Bender’s Decomposition
Bender’s Decomposition is a great use in Stochastic Programming instances. Bender’s Decomposition is where you take the initial problem and divide into two distinct subsets. By dividing the problem into two separate problems you are able to solve each set easier than the original instance. Therefore the first problem within the subset created can be solved for the first variable set. The second sub problem is then solved for, given that first problem solution. Doing this allows for the sub problem to be solved to determine whether the first problem is infeasible. Bender’s cuts can be added to constrain the problem until a feasible solution can be found.
Large-Scale Symmetric Traveling Salesmen Problem
The Large-Scale Symmetric Traveling Salesmen Problem is a common problem that was always looked into optimizing for the shortest route while visiting each city once and returning to the original city at the end. On a larger scale this style of problem must be broken down into subsets or nodes. By constraining this style of problem such as the methods of Combinatorial Optimization, the Traveling Salesmen Problem can viewed as partially ordered sets. By doing this on a large scale with finite cities you are able to optimize the shortest path taken and ensure each city is only visited once.
Submodular Function
Submodular Function is another function in which is used throughout artificial intelligence as well as machine learning. The reason for this is because as inputs are increased into the function the value or outputs decrease. This allows for a great optimization features in the cases stated above because inputs are continually growing. This allows for machine learning and artificial intelligence to continue to grow based on these algorithms. By enforcing new inputs to the system the system will learn more and more to ensure it optimizes the solution that is to be made.
Conclusion
The Branch and Cut is an optimization algorithm used to optimize integer linear programming. It combines two other optimization algorithms - branch and bound and cutting planes in order to utilize the results from each method in order to create the most optimal solution. There are three different methodologies used within the specific method - most infeasible branching, strong branching, and pseudo code. Furthermore, Branch and Cut can be utilized it multiple scenarios - Submodular function, large-scale symmetric traveling salesmen problem, bender's decomposition, and combination optimization which increases the impact of the methodology.
References
- A. Krause and C. Guestrin, Beyond Convexity: Submodularity in Machine Learning, Tutorial at ICML-2008
- Benders, J. F. (Sept. 1962), "Partitioning procedures for solving mixed-variables programming problems", Numerische Mathematik 4(3): 238–252.

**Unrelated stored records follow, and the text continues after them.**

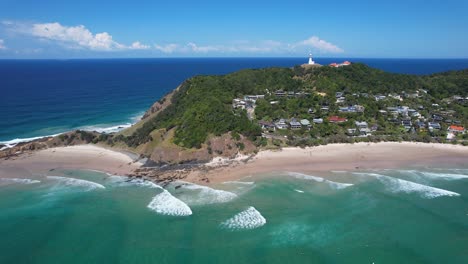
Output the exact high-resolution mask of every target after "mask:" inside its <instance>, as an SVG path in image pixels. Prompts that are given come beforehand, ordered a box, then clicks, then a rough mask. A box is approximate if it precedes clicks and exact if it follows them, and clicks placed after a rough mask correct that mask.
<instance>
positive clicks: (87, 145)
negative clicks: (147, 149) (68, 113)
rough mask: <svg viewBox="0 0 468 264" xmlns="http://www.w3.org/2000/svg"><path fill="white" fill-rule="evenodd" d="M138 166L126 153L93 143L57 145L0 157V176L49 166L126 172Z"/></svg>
mask: <svg viewBox="0 0 468 264" xmlns="http://www.w3.org/2000/svg"><path fill="white" fill-rule="evenodd" d="M140 166H141V164H140V163H138V162H134V158H132V157H130V156H129V155H127V154H124V153H121V152H117V151H113V150H109V149H106V148H102V147H99V146H95V145H80V146H70V147H58V148H50V149H45V150H39V151H36V152H32V153H28V154H23V155H20V156H18V157H12V158H9V159H8V160H0V177H28V176H32V175H34V174H45V173H47V172H49V171H50V170H61V169H86V170H98V171H103V172H107V173H111V174H116V175H127V174H130V173H132V172H133V171H134V170H135V169H137V168H139V167H140Z"/></svg>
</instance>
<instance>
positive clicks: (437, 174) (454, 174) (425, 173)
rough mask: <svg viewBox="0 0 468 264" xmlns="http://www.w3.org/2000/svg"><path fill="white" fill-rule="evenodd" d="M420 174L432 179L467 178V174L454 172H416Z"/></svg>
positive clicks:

- Chou, YenChieh. “Branch and Cut.” Wiki, 2014, optimization.mccormick.northwestern.edu/index.php/Branch_and_cut.
- Maltby, Henry, and Eli Ross. “Combinatorial Optimization.” Brilliant Math & Science Wiki, brilliant.org/wiki/combinatorial-optimization/.
- Society for Industrial and Applied Mathematics. “SIAM Rev.” SIAM Review, 18 July 2006, epubs.siam.org/doi/10.1137/1033004.
- S. Tschiatschek, R. Iyer, H. Wei and J. Bilmes, Learning Mixtures of Submodular Functions for Image Collection Summarization, NIPS-2014.